К выполнению физических работ по передислокации, кроме санитаров, были привлечены все медсёстры, врачи и, конечно, раненые из команды выздоравливающих. На перевозке имущества работали всего четыре машины, остальным дали несколько литров бензина, и они должны были, сделав по одной поездке, захватить кое-какое имущество и законсервироваться.
Поскольку людей не хватало, то решили на новом месте палатки не ставить, а сваливать их пока с машин просто так, чтобы быстрее выехать с прежней стоянки. Предсказание генерала о возможном новом артналёте, учитывая немецкую аккуратность, могло исполниться в самые ближайшие дни. Между прочим, так и случилось.
Почти через час после того, как из бывшего расположения медсанбата выехала последняя гружёная машина, на это место обрушился шквал артиллерийских снарядов. Артобстрел длился около 15 минут, за которые на эту территорию упало более полусотни снарядов. И если бы палатки батальона стояли на своих местах, а люди продолжали работать в них, то не досчитались бы многих. К счастью, немецкая пальба пришлась уже по пустому месту и вызвала у побывавших там через несколько дней Алёшкина и Перова только содрогание от вида многочисленных воронок, из которых каждая могла бы быть их могилой.
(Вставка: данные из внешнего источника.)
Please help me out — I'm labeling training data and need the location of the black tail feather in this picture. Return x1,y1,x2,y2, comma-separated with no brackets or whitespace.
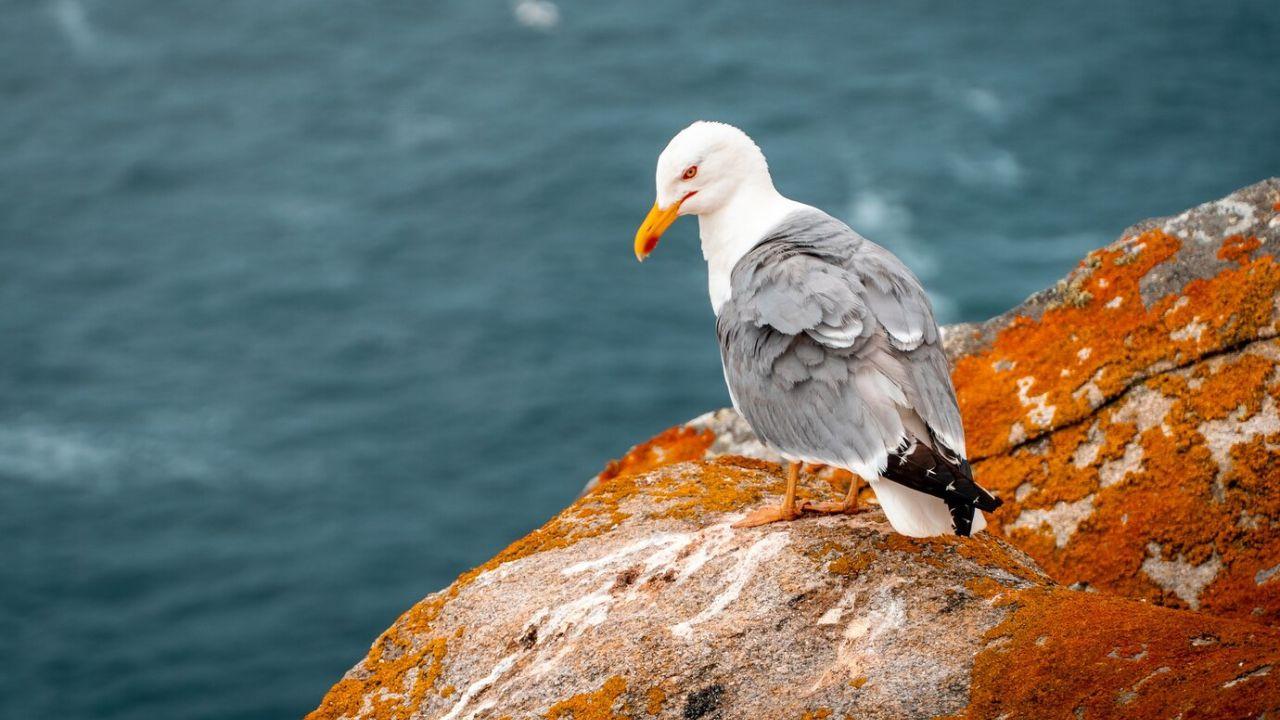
884,438,1002,536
Возвращались они туда для того, чтобы нанести на карту место кладбища, оставленного на стоянке батальона. Кажется, именно с этого времени медсанбат и начал вести учёт своим захоронениям. В первый же месяц, во время быстрого отступления по Карельскому перешейку, когда они редко стояли на одном месте более суток, все умершие записывались в специальную книгу без точного указания места захоронения. В батальоне в то время военно-полевых карт не было. А так как многие из умерших в батальоне (а умирали они, как правило, в первые же часы после прибытия, часто даже не приходя в сознание) не имели при себе никаких документов, ибо поступали, минуя полковые пункты, то в книге за тот период времени можно было встретить немало записей такого содержания: «Рядовой неизвестный, умер от ранения в живот, похоронен возле Хумалайнена, к северо-западу, в братской могиле».